If you have libdeepspeech installed as described in the installation instructions, you can easily use deepspeech.utils.audioToInputVector in a python script of your own to check each of your audio files and get the number of timesteps in it. You then just have to compare it to the number of characters in the corresponding transcript and delete those which do not comply to the rule (n_chars < n_timesteps).

antho-rousseau on 13 Jul 2017

👍1

Yes, i was assuming there is similar kind of check in DS.

So do you mean if the audio is stretched like "hhhhheeelllooooooooo" whereas transcript is hello then we can get such errors?
Can i remove this check in DS ?

Another attached audio has a similar case where we are getting this error, where user has stretched the word "Haaagen"
valid.wav.txt

harrypotter90 on 13 Jul 2017

@harrypotter90 what @antho-rousseau means is that if the audio is very short, say 0.1 sec, while the text is very long, say the entire text of _War and Peace_

_"Well, Prince, so Genoa and Lucca are now just family estates of the Buonapartes. But I warn you..."_

then you'll get this type of error.

It's basically due to an incorrect audio + transcript pairing.

kdavis-mozilla on 13 Jul 2017

👍1

ok and that explains why i am getting this error for some of the audio files which are empty.
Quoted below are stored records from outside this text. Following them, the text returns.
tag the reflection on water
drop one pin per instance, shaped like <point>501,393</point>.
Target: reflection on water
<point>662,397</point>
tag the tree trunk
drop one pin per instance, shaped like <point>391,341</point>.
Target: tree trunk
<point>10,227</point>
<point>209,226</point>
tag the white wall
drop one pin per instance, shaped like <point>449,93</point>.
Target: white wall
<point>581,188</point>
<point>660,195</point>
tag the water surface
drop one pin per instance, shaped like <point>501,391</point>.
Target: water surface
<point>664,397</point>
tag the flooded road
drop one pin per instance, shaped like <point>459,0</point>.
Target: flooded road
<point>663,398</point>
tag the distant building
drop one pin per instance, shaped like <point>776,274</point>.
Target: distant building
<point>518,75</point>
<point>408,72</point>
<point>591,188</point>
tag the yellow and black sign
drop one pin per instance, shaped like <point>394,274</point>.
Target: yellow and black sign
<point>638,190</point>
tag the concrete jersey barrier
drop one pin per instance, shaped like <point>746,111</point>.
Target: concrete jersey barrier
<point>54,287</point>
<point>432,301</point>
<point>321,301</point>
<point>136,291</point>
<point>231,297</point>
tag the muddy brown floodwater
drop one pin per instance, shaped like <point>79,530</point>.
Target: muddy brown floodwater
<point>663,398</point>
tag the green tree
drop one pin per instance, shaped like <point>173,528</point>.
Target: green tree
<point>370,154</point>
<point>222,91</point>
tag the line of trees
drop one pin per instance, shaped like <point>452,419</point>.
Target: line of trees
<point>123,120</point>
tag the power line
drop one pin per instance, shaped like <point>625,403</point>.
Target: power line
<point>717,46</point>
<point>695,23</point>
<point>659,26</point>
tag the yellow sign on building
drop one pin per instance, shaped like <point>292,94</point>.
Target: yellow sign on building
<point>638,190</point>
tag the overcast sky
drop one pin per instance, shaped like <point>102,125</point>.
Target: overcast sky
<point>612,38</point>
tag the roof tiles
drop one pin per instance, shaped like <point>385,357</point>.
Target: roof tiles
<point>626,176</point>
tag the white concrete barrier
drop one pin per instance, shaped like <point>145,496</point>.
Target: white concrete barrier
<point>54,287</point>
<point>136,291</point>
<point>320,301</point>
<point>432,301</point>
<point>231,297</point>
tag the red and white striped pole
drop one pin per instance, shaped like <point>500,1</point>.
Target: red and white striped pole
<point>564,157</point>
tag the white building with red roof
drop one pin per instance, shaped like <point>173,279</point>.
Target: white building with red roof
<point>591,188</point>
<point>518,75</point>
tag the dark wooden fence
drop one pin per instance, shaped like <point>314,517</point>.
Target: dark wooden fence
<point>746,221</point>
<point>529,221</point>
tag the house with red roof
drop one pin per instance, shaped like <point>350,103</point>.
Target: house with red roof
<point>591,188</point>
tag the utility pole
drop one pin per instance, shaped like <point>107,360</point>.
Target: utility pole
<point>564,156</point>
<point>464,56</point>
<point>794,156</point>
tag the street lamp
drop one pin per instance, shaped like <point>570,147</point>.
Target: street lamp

@antho-rousseau - I will implement the suggestion and remove these audios.
Thanks

harrypotter90 on 13 Jul 2017

@tilmankamp :- No, its a custom audio data set created by us. Thats why we are getting some of these empty/noisy audios, which is very difficult to find actually. Hopefully suggestion provided by @antho-rousseau will help us removing these corrupted audios.

harrypotter90 on 13 Jul 2017

On 13 Jul 2017, at 07:46, harrypotter90 notifications@github.com wrote:

@tilmankamp :- No, its a custom audio data set created by us. Thats why we are getting some of these empty/noisy audios, which is very difficult to find actually. Hopefully suggestion provided by @antho-rousseau will help us removing these corrupted audios.

—
You are receiving this because you are subscribed to this thread.
Reply to this email directly, view it on GitHub, or mute the thread.

reuben on 13 Jul 2017

👍2

This thread has been automatically locked since there has not been any recent activity after it was closed. Please open a new issue for related bugs.